If you want a change from organic landscaping, how about wildlife homescaping? The first ever Gardening for Wildlife Homescape Tour has been arranged for November 19. Organizer Laurel Schiller from the Florida Native Plant Nursery said the tour will highlight successful homescapes specially designed to attract birds, butterflies and other wildlife. more..
Last week I mentioned that several merchants had special offers for bulbs. I have had a reminder today that Brecks Bulbs 50% off sale ends this week so, if you have not already bought your bulbs, now is the time to do so.
November 16, 2005 10:52 - Bailiffs with Shovels and an Evergreen Plant
"It doesn’t need to be mowed and it eliminates the use of pesticides, fertilizers and liming. It also doesn’t need much water or weeding, is evergreen, and deer don’t eat it. It can grow in an enormous range of conditions, from sunny to shady and from hot to cold." Have you guessed what this wonder plant might be? Well it turns out that what Southwestern Connecticut-based landscape designer Christine Cook is talking about is moss. There are good ecological reasons for growing some in your backyard as she explains. Read more..
Here's a sorry tale. Everyone knows that you face the prospect of being asked to do the washing up if you are unable to pay your restaurant bill, but have you ever heard of having your turf removed if you are unable to pay your gardener? This is just what happened to the Namibia Rugby Union. After losing their furniture the NRU had to agree to sell some of their turf to help pay the debt. Read more..
The November issue of my Garden Ramblings newsletter went out yesterday to email subscribers. If you have not already seen it, you can read it online here. The Special Offers section was shorter than usual as I had been unable to find much worth reporting. As is always the way, as soon as I had sent out the newsletter, I received an email from Breck's announcing bulb "Grab Bags" at 50% off. There's still time to plant your spring bulbs before the ground freezes, so why not take a look and pick up a bargain.
November 28, 2005 09:55 - Gardening Without Soil and the Prayer Plant
"Snow and cold weather don't have to keep you from tending to your garden" says Heather Ly. Stay in the warm and cultivate your plants indoors is her suggestion. And you don't need any soil either if you follow her advice and try the hydroponic method which uses water as the growing medium. "It's very simple. It's like baking cookies. You just follow the instructions and add nutrients at a certain time each day." "Plants will grow typically in two-thirds the time they will in soil because in soil the plant is not only pushing up to the plant, but it's pushing the roots down looking for the nutrients. Hydroponics you're just giving the roots everything they need." more..
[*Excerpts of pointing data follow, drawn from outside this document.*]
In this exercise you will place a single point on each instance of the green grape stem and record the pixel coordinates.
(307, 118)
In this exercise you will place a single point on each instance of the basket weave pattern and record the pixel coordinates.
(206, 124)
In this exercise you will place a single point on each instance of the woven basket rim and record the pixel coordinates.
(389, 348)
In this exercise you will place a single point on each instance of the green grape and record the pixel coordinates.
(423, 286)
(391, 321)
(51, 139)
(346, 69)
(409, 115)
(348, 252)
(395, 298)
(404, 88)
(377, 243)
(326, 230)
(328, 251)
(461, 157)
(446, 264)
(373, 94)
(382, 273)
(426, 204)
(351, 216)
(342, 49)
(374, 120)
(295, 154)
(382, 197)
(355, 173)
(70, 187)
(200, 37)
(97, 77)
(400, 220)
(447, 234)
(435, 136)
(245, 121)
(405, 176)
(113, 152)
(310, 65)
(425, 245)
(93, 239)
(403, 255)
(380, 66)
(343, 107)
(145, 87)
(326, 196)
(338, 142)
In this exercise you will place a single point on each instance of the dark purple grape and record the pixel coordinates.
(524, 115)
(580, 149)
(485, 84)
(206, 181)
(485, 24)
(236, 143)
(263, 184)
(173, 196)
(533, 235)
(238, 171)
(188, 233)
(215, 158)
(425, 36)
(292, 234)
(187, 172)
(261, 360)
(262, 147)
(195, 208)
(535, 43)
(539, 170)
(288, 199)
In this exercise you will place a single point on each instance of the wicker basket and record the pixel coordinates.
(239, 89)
"Wow! What on earth is that?" was Anne Ramsey's reaction on seeing this flower which is borne on a long stalk, is peach-coloured with orange flecks and is surrounded by large shiny green leaves with purple undersides. Without a picture you may be hard put to guess what she is talking about. Its common name is the Praying Plant. more..
The perennial question at this time of year is how to stop your Christmas tree dropping its needles. Dr. Ricky Bates in the department of horticulture at Penn State University suggests some guidelines that will help you maintain the freshness of your real Christmas tree. more..
And for some further hints try Christmas Tree Care Tips.
November 30, 2005 13:43 - A Three Seasons Pot and Flowers for the Cool
Mary Robson wanders around her local nurseries and reports on plants that will bloom in your cold-season garden. From a winter-flowering camellia to a fragrant viburnum and also including a sarcococca and a strawberry tree, she gives you ideas for future plantings. more..
A brief note by Janet Klie outlines a planting scheme for your containers that will provide interest all the way from Fall through to Spring. Basically it involves a tall evergreen, cool-season annuals and spring bulbs for a long-lasting display. To learn what plants she recommends, read more..
If you are looking for ideas for novel Christmas presents Gardeners Supply Company have "54 Gifts of Good Cheer for Under $20". Everything from Rainbow Garden Tubs, Colonial Bird Bottles, Wine Bottle Toppers to Magic Pinecones. And there are fifty more to choose from.
Brecks are trumpeting their "Exciting collection of Premium Floral Gifts". Make your selection from Bold Dramatic Amaryllis, Red Roses for a Christmas Lady or a Floral Symphony Bulb Basket. For extra savings just click the banner.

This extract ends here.